Conspiracy Theories

Two conspiracy theories that I accept:

1. Vincent Foster was murdered.

2. The Church did not reveal the entirety of the third secret of Fatima. See also the book by Antonio Socci.

Elliot Sober begins his article Coincidences and How to Think about Them:

The naïve see causal connections everywhere. Consider the fact that Evelyn Marie Adams won the New Jersey lottery twice. The naïve find it irresistible to think that this cannot be a coincidence. Maybe the lottery was rigged or some uncanny higher power placed its hand upon her brow. Sophisticates respond with an indulgent smile and ask the naïve to view Adams’ double win within a larger perspective. Given all the lotteries there have been, it isn’t at all surprising that someone would win one of them twice. No need to invent conspiracy theories or invoke the paranormal – the double win was a mere coincidence.

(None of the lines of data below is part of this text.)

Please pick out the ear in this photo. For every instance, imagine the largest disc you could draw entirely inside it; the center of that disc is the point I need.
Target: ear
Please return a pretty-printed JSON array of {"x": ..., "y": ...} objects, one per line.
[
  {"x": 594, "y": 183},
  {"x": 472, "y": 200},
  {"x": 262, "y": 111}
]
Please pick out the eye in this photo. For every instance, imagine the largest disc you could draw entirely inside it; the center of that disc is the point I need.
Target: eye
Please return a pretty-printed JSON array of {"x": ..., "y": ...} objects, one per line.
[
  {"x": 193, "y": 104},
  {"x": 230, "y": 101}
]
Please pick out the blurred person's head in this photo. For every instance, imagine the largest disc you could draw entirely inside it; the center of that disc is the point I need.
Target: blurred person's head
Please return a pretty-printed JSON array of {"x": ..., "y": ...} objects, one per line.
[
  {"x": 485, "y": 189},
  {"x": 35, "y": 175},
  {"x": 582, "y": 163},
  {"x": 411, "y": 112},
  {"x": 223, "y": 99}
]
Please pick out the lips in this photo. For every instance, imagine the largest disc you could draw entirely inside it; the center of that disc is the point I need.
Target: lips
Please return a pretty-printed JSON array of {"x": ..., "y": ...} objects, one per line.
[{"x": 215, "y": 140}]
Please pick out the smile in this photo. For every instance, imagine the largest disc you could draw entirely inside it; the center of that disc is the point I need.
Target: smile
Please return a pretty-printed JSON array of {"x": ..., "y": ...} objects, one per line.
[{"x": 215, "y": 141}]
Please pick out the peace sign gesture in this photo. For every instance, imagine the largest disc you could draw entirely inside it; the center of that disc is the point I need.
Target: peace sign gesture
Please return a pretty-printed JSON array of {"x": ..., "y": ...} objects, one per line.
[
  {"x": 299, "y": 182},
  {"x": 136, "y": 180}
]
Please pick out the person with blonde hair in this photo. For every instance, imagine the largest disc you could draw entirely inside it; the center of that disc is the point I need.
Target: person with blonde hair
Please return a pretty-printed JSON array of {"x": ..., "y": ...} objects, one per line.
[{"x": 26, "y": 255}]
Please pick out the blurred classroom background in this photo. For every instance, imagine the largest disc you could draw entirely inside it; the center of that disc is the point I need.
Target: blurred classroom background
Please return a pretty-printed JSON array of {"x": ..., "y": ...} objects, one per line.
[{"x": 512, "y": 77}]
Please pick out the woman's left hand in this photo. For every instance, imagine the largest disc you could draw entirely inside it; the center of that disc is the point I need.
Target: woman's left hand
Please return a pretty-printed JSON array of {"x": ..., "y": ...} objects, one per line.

Throughout the article, he recognizes that the “sophisticate” has a problem justifying his account by probability theory, at least in the sense that by any reasonable analysis, the naive account remains fairly probable. Nonetheless he betrays a strong desire to find a way to justify the position of the sophisticates, as for example when he says:

As noted before, it may be possible to provide an objective Bayesian treatment of Adams’ double win. Even though the FIX hypothesis has a higher likelihood than the FAIR hypothesis, perhaps there is a way to justify an assignment of prior probabilities that has the consequence that the FAIR hypothesis has the higher posterior probability.

This of course implies that a treatment that suggests that the lotteries were likely fixed is automatically not objective.

It may be easy to argue that many conspiracy theories are more a result of flawed mental tendencies than of rational thinking. But insofar as virtue consists in a mean, it is necessary to avoid the opposite error as well.